9. The multi-pathogen ecological interaction method based on dynamic environment hypergraph and counterfactual decoupling as described in claim 8, characterized in that, If the difference is greater than a preset positive threshold, it is determined to be a collaborative relationship; If the difference is less than a preset negative threshold, it is determined to be an antagonistic relationship; If the absolute value of the difference is less than or equal to the preset threshold, it is determined that there is no direct biological interaction.
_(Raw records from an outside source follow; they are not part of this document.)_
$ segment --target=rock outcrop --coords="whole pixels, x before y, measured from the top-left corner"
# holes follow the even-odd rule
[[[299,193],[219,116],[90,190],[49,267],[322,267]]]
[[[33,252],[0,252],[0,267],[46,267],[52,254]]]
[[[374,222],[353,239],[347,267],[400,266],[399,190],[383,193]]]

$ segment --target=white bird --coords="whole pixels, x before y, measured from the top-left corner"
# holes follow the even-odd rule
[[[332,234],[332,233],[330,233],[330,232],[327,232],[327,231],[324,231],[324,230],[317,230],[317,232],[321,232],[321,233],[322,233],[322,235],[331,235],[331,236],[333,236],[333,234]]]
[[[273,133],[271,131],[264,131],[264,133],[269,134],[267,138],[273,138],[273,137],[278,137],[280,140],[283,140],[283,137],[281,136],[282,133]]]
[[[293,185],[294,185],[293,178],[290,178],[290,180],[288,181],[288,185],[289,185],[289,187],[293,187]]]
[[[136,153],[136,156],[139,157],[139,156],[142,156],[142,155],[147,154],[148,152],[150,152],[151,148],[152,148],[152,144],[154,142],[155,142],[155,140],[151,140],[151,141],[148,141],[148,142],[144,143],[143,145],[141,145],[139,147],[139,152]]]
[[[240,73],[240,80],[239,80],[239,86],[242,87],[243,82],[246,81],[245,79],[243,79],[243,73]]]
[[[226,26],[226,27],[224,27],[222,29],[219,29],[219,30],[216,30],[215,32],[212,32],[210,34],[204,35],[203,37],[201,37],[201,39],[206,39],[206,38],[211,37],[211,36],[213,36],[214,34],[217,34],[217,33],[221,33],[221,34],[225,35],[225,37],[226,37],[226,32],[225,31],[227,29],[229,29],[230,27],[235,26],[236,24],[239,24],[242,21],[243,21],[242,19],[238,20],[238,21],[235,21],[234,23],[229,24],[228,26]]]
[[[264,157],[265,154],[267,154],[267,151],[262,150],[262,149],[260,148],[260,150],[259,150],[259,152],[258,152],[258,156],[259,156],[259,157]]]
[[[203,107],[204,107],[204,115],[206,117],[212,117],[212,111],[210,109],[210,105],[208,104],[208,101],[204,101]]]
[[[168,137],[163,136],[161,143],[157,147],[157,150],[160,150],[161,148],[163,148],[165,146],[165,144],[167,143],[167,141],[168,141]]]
10. The multi-pathogen ecological interaction method based on dynamic environment hypergraph and counterfactual decoupling according to claim 1, characterized in that, A total loss function is established to train the parameters of the neural network model and the dual-channel inference network. The total loss function is composed of a weighted sum of prediction accuracy loss, sparsity constraint loss and orthogonality constraint loss. The sparsity constraint loss is used to make the pathogen interaction effect values output by the neural network model and the dual-channel inference network tend to be sparse; the orthogonal constraint loss is used to suppress the interaction effect estimation caused by the similarity of pathogen feature representation, so as to distinguish between environmental co-occurrence and real biological interaction.